Continuing with our example, when a security analyst finds a malicious file or process on an endpoint, the Trellix XDR solution would immediately share this information with the EDR solution so all endpoints can be scanned for the malicious file or process. If any infected systems are identified, the solution can immediately contain these endpoints so they can be investigated further by the analyst. Then, these potentially compromised endpoints cannot be used by the threat actor to launch additional attacks or to move laterally to other critical assets and thus lateral movement is immediately controlled from these endpoints.

For threat intel received from a feed, the Trellix XDR solution can read these indicators automatically at a regular internal from a centrally maintained file or threat intelligence platform and push these indicators to different security controls.

In the case of email, Trellix XDR would immediately push the relevant indicators, such as email addresses, malicious URLs, or MD5/SHA256 hashes for malicious files to the email security solution so it can block any new emails with based on those indicators before the email is delivered to the end user’s inbox.

At the network level, Trellix XDR would push the relevant indicators such as IP addresses, URLs, or MD5/SHA256 hashes to the network IPS, firewall, and proxy solutions so that any attempts for threat actors to enter the organization at the network level can be detected and stopped immediately.

From a Cloud security perspective, it is important for relevant indicators to be pushed immediately to the different security controls in cloud platforms such as AWS and Azure.
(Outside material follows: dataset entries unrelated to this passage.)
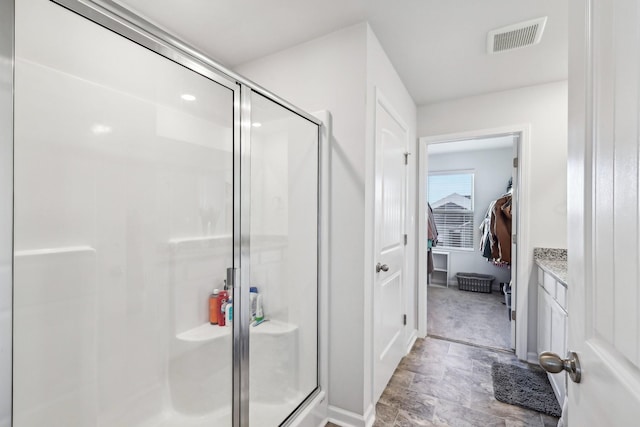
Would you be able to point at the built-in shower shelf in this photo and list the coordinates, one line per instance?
(208, 332)
(205, 332)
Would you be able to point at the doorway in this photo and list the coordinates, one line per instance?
(475, 170)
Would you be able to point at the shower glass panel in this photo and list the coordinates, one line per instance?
(123, 227)
(283, 261)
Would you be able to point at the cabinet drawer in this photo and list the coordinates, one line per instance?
(549, 284)
(561, 296)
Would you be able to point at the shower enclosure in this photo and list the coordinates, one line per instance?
(145, 177)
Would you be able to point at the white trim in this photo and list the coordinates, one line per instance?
(412, 340)
(346, 418)
(532, 357)
(524, 262)
(381, 100)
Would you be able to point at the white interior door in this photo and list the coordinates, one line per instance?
(390, 194)
(604, 296)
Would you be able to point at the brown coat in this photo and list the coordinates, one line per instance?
(501, 229)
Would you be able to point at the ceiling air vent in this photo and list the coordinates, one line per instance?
(516, 36)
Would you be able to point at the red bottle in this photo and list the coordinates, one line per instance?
(223, 297)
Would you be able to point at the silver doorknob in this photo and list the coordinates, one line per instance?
(553, 363)
(383, 267)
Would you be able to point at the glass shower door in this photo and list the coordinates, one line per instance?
(283, 261)
(123, 228)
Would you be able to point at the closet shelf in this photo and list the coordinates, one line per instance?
(209, 332)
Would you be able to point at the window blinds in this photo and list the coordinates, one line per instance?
(451, 198)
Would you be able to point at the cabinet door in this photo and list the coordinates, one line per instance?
(558, 345)
(544, 321)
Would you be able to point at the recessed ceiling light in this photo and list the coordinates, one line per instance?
(99, 129)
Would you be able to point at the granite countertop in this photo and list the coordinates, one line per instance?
(553, 261)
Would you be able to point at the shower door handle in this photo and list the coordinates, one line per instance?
(383, 267)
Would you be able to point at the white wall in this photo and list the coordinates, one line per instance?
(340, 73)
(492, 170)
(329, 74)
(383, 78)
(544, 109)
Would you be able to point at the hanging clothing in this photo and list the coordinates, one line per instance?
(432, 236)
(495, 243)
(501, 229)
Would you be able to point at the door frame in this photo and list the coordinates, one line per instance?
(382, 102)
(6, 208)
(524, 256)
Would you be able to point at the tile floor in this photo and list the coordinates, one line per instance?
(473, 317)
(446, 383)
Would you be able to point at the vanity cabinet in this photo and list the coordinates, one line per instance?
(552, 323)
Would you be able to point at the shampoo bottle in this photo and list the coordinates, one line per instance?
(253, 295)
(214, 307)
(259, 309)
(223, 297)
(228, 312)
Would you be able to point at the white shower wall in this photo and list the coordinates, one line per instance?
(111, 183)
(124, 223)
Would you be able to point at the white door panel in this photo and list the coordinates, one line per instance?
(604, 250)
(388, 299)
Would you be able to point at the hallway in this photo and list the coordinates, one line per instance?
(443, 383)
(470, 317)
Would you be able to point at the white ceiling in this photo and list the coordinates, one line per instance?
(437, 46)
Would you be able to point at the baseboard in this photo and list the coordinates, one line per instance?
(313, 415)
(346, 418)
(412, 340)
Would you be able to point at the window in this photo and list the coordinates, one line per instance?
(451, 198)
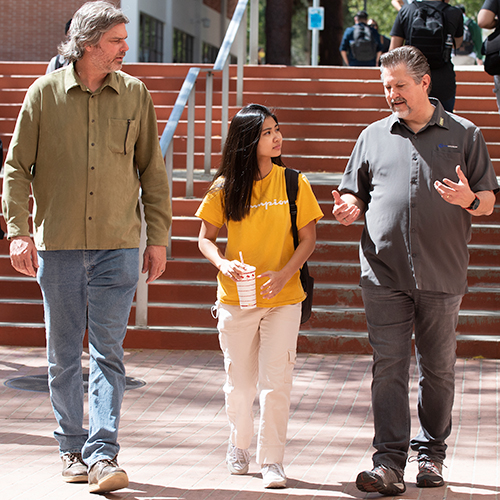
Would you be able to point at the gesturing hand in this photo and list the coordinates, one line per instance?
(345, 213)
(456, 193)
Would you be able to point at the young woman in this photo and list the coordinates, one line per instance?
(248, 195)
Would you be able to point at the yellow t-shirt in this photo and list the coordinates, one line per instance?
(264, 236)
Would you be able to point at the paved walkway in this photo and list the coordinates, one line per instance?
(174, 432)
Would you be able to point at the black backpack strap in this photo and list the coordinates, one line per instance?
(292, 187)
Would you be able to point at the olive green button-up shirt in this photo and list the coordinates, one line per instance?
(87, 157)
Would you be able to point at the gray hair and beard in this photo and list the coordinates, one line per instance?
(412, 58)
(88, 25)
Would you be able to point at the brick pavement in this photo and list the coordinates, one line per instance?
(174, 432)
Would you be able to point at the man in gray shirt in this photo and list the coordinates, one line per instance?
(417, 176)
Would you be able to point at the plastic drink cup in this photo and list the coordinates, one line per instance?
(246, 289)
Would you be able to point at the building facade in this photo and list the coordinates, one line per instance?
(168, 31)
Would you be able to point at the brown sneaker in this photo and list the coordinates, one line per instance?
(74, 468)
(430, 473)
(105, 475)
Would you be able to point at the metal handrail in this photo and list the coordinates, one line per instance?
(237, 27)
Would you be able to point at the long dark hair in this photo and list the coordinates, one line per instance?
(239, 167)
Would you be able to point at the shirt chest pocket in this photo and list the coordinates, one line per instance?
(122, 134)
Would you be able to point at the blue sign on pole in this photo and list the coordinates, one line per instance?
(316, 18)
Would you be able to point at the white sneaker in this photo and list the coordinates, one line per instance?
(237, 460)
(273, 476)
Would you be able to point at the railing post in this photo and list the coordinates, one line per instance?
(254, 32)
(225, 103)
(190, 143)
(141, 294)
(169, 165)
(242, 52)
(209, 85)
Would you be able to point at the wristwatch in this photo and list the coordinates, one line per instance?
(474, 204)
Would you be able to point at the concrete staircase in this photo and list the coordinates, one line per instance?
(321, 112)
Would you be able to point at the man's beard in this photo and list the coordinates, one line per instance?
(401, 113)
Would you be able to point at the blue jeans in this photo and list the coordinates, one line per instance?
(392, 316)
(94, 287)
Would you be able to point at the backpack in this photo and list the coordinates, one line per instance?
(306, 280)
(363, 46)
(491, 51)
(467, 46)
(428, 32)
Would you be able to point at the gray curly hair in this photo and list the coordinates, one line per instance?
(89, 23)
(415, 62)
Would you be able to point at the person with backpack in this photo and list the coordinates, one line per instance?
(469, 53)
(249, 196)
(435, 28)
(487, 18)
(360, 44)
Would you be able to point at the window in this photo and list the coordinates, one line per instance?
(209, 54)
(182, 51)
(150, 39)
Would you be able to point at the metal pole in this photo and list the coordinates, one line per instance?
(169, 165)
(254, 32)
(315, 41)
(190, 144)
(225, 103)
(209, 85)
(242, 55)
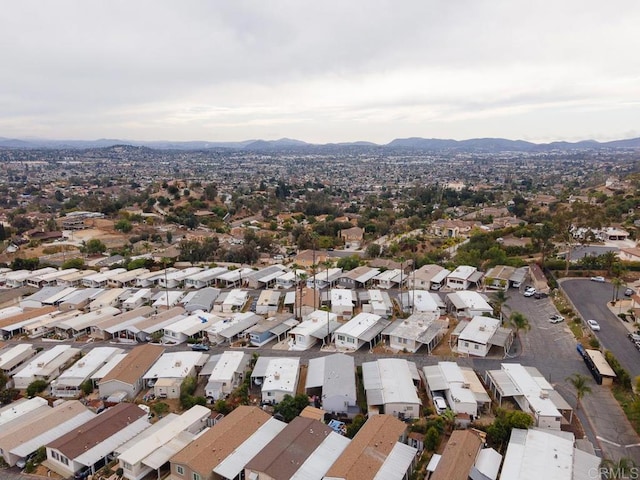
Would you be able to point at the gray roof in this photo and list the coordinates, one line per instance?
(239, 327)
(203, 299)
(323, 331)
(375, 330)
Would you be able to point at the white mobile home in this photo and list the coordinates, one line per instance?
(420, 329)
(205, 278)
(319, 325)
(109, 298)
(460, 386)
(101, 279)
(189, 327)
(468, 304)
(138, 299)
(332, 379)
(390, 386)
(278, 377)
(176, 279)
(463, 277)
(169, 371)
(227, 374)
(150, 279)
(126, 279)
(11, 358)
(268, 302)
(204, 299)
(364, 328)
(342, 302)
(46, 366)
(69, 383)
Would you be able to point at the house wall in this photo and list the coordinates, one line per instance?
(348, 342)
(337, 403)
(62, 463)
(457, 284)
(472, 348)
(303, 342)
(112, 386)
(398, 343)
(274, 396)
(409, 410)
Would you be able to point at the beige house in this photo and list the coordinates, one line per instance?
(126, 378)
(226, 439)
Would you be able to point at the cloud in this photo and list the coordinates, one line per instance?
(319, 71)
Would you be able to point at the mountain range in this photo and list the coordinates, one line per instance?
(487, 145)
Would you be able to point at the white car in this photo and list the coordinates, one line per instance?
(593, 325)
(440, 404)
(556, 318)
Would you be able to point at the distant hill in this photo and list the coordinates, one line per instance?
(487, 145)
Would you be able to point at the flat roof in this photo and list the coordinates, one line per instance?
(600, 363)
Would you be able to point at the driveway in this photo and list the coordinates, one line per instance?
(590, 300)
(551, 348)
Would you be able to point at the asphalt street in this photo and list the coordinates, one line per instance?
(590, 300)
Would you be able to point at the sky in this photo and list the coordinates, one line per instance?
(321, 72)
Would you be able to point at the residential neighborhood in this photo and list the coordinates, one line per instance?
(211, 329)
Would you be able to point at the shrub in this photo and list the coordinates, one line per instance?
(432, 439)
For example, in AWS, GuardDuty monitors the security of the AWS environment by analysing and processing VPC flow logs and AWS CloudTrail event logs. Trellix XDR integrates with AWS GuardDuty so it can push indicators such as IP addresses into the deny list, so any traffic from those IP addresses can be monitored and alerted on specifically by GuardDuty. Additionally, Trellix XDR would also push these malicious IP addresses to the web application firewall (WAF) module as well as network ACL rules for AWS so that any connection attempts from these IP address can be blocked at the WAF and Security Groups/VPC level.
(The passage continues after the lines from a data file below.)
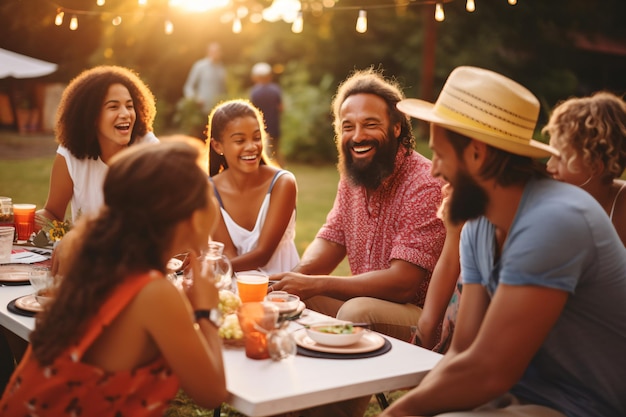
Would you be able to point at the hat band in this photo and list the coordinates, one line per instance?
(461, 112)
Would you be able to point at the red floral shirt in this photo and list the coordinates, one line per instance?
(397, 221)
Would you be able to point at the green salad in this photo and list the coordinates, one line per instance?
(337, 329)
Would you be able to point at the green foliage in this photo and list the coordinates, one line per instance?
(306, 122)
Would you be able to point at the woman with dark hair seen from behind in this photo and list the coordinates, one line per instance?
(590, 133)
(119, 338)
(257, 200)
(102, 111)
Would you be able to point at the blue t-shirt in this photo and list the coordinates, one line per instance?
(562, 238)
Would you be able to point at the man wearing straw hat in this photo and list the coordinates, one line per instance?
(541, 329)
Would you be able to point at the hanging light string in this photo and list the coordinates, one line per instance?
(295, 17)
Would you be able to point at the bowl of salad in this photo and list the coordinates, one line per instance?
(335, 334)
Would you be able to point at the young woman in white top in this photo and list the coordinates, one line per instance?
(590, 133)
(257, 200)
(102, 111)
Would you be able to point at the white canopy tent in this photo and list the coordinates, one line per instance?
(16, 65)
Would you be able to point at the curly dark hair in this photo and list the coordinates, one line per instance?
(371, 81)
(220, 116)
(149, 189)
(81, 104)
(595, 127)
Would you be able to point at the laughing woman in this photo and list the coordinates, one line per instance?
(120, 339)
(257, 200)
(102, 111)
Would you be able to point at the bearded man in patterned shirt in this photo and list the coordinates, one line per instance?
(384, 218)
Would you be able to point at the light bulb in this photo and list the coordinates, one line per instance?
(298, 24)
(237, 25)
(58, 20)
(439, 15)
(169, 27)
(73, 23)
(361, 22)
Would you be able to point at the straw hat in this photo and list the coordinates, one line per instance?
(485, 106)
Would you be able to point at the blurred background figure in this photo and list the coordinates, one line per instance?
(206, 82)
(266, 95)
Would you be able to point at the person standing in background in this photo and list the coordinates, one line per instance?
(267, 97)
(206, 81)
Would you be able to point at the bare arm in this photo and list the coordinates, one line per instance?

As we have seen from this use case, quickly sharing threat intelligence with different security controls is crucial to ensure an organization is able to detect and respond to threats immediately as they are discovered. Providing accurate and timely threat intel to various security solutions, including Network Security, Email Security, Endpoint Security, and Cloud Security ensures they are integrated and working together to provide effective, layered defence for the organization.